Parents in Illinois might wonder what the best custody arrangement is for their children. Studies show that the most beneficial arrangement for children in most cases is joint custody. However, parents may not pursue this arrangement because of common misconceptions.

Parents might believe that children’s lives will be needlessly disrupted by having to go back and forth between their parents’ homes. However, in interviews, children have expressed a desire for this arrangement over not being able to see both parents frequently. Even parents who would consider joint custody for older children might be concerned that infants may be too young for the kind of arrangement. Many people believe that infants form an exclusive bond with their mothers, but research shows that babies bond with both parents. Therefore, there can be joint custody even with toddlers and infants.
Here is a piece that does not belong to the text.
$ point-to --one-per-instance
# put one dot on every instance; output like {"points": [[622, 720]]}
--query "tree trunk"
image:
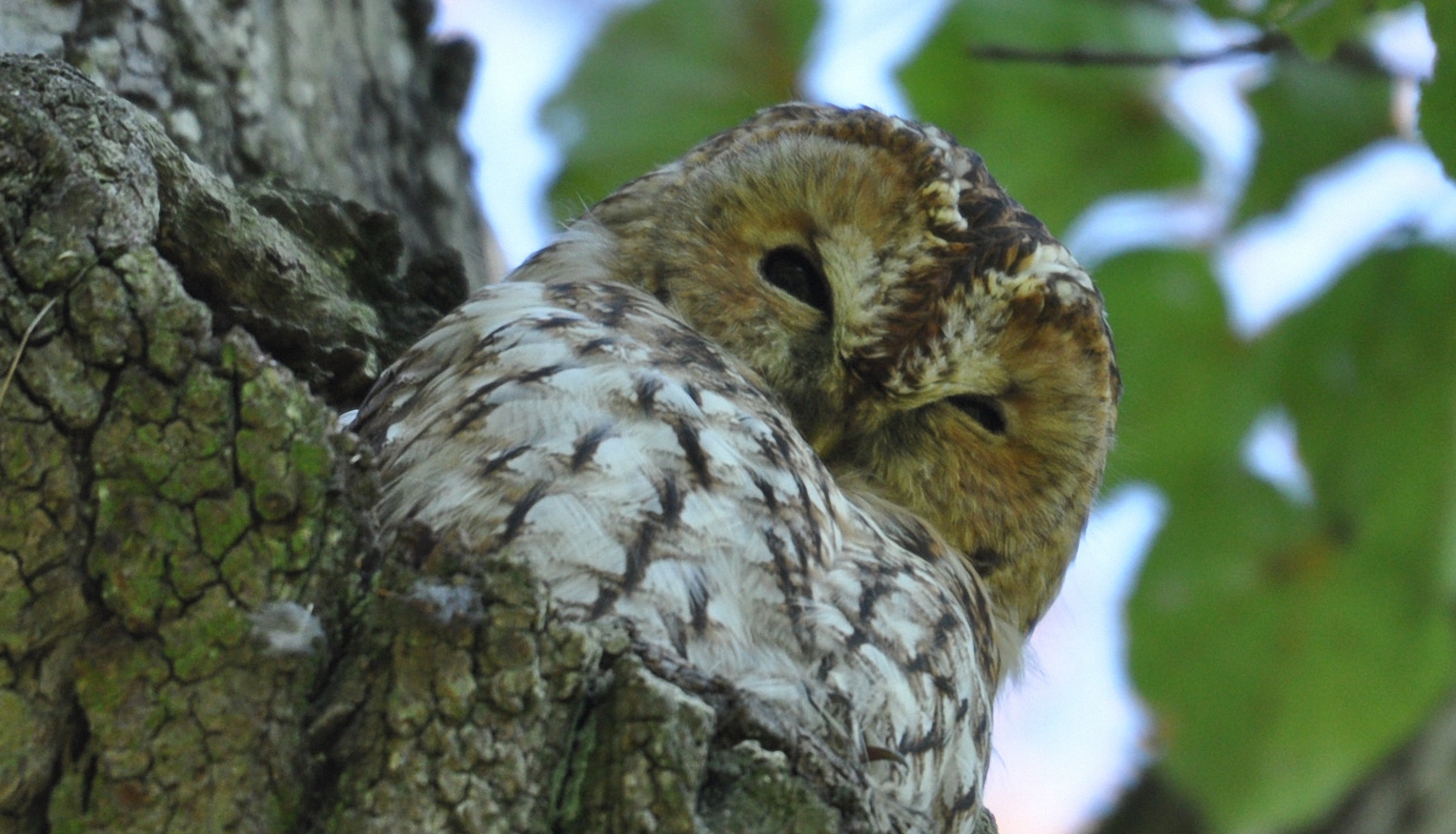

Another concern might be a high level of conflict. Parents may think this precludes a successful joint custody arrangement, but according to research, even in situations where joint custody is mandated, parents have less conflict and children adjust better. Children’s strong relationships with both parents can help protect them against the negative effects of their parents’ conflict.

Parents may be able to work with their attorneys to negotiate a child custody agreement. After the divorce, they might want to make a plan to only talk over text or email and to keep communication focused only on their children. If there is a change in one parent’s circumstances, such as needing to move away for work, parents may return to court for a modification of the custody agreement if necessary. Child support agreements may also be modified in court if the parent has a good reason such as job loss.